How might we create more inclusive environments/experiences for individuals who are deaf or hard of hearing?
Alongside the various obstacles that the deaf and hard of hearing (HoH) communities engage with on the daily basis, a relatively unknown social stigma and presence of social isolation is found to be very prominent within the community. The deaf community has it’s own community and culture, as does the HoH community in the same way that the hearing community does. Individuals who live with a hearing impairment often feel a sense of social isolation, which can be correlated to elevated levels of depression. Surprisingly, this sense of social isolation is not mutually exclusive between the hearing impaired community and the hearing community, rather, isolation can be found within hearing impaired cultures, and can also be found between the doctor and patient relationship.

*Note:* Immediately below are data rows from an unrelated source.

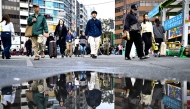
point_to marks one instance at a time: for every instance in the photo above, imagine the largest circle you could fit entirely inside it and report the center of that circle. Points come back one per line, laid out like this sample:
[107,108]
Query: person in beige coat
[147,34]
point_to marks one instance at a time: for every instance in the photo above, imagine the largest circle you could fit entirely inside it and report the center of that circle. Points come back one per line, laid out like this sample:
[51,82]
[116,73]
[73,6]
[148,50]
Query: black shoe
[3,55]
[127,58]
[142,58]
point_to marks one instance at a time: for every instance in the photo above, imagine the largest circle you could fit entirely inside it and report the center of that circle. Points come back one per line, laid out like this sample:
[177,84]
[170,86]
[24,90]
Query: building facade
[144,7]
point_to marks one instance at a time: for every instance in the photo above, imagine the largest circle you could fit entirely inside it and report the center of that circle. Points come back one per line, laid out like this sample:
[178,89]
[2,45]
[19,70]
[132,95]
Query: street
[21,68]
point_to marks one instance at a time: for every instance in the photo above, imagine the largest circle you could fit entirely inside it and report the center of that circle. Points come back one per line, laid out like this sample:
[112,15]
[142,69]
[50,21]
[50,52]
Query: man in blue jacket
[94,31]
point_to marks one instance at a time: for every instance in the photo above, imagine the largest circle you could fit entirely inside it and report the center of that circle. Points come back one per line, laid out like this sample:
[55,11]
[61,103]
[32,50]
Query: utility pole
[124,15]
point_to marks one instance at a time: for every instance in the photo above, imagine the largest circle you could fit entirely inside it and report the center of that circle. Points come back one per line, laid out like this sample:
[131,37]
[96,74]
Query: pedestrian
[107,45]
[158,33]
[147,34]
[8,97]
[83,43]
[50,38]
[135,36]
[28,46]
[69,40]
[39,26]
[93,31]
[17,50]
[61,33]
[120,49]
[6,34]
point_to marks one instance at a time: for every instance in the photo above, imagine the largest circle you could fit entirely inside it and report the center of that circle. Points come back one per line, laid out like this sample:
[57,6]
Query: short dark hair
[6,18]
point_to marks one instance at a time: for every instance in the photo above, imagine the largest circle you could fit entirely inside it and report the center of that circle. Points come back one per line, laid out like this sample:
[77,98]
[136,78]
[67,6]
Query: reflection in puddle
[93,90]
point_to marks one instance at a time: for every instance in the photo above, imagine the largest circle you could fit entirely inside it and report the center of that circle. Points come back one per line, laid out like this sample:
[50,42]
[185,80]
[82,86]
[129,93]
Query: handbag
[28,31]
[29,95]
[135,27]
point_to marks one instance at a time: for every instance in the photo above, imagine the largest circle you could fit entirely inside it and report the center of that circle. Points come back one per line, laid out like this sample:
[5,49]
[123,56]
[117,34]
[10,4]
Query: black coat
[63,32]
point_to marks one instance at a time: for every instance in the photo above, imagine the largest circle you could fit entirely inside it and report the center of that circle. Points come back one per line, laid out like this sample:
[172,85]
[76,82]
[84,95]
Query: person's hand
[34,20]
[46,35]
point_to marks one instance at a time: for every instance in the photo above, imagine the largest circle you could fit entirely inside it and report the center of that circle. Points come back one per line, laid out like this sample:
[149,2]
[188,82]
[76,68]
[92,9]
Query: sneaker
[147,56]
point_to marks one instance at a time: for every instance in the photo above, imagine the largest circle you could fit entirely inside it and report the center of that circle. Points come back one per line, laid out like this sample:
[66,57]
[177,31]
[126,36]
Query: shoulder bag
[28,31]
[135,27]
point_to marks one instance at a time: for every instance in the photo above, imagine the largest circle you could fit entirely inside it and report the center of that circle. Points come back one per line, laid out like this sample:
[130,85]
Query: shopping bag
[51,93]
[28,31]
[29,95]
[154,46]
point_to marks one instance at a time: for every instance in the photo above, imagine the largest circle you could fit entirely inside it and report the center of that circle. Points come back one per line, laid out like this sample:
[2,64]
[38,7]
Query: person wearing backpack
[39,30]
[6,34]
[94,31]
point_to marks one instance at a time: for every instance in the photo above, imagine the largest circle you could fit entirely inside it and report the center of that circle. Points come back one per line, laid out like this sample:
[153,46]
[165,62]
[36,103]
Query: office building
[144,7]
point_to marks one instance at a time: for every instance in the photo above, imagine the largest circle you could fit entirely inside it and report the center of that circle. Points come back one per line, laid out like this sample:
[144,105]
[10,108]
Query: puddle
[85,89]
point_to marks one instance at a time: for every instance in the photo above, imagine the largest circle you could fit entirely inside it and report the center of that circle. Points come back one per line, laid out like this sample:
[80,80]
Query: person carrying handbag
[39,25]
[133,27]
[7,31]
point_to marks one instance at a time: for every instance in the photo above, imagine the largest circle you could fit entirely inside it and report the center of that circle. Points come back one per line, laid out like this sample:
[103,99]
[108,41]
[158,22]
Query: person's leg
[35,46]
[138,44]
[41,46]
[92,45]
[6,38]
[70,49]
[145,39]
[128,47]
[97,41]
[66,51]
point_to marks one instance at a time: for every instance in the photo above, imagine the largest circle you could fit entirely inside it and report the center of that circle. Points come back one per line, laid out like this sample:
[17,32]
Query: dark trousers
[62,45]
[136,38]
[8,106]
[147,38]
[158,40]
[29,51]
[6,39]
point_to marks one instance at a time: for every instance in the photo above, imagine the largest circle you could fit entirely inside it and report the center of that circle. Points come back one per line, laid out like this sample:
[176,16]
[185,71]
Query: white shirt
[8,27]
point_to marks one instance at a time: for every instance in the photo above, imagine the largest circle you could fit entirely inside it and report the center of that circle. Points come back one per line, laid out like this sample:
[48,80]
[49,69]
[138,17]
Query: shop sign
[173,22]
[172,103]
[153,12]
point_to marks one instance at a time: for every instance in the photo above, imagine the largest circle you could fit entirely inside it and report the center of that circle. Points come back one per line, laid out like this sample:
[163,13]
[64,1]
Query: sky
[105,11]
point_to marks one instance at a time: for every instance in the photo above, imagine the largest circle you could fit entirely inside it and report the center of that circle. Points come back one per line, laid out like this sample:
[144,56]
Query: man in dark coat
[28,46]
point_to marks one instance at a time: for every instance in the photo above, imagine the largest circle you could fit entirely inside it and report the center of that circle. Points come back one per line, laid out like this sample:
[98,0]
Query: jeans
[82,48]
[147,38]
[136,38]
[6,39]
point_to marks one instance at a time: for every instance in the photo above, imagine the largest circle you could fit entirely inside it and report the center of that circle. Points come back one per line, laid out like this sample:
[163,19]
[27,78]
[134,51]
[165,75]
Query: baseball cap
[134,6]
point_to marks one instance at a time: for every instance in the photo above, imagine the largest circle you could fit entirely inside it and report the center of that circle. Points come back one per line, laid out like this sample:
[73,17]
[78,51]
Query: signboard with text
[153,12]
[173,22]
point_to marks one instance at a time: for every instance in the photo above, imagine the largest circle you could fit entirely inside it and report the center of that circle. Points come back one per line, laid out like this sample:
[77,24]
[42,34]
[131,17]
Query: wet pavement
[21,68]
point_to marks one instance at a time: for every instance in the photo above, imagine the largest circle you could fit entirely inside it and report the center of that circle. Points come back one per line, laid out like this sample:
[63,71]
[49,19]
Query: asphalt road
[20,68]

How might we increase patient satisfaction through health information technology in a primary care setting?
In 1972, all provinces and territories had implemented a federally-assisted health care program for their citizens.
Since then, there have been a number of health care initiatives and acts implemented at a federal and provincial level. The focus of these programs have varied, however, they all have one clear objective: to increase the quality of care provided to Canadian citizens.
A prominent component of almost all initiatives is an increased involvement of health information technology. This technology can commonly be seen in your family physician’s office in the form of the electronic medical records system that your doctor enters information into.
A patient’s journey through health care involves a number of stakeholders, but there are also a number of barriers (patient and physician) that may prevent a patient from receiving the best care.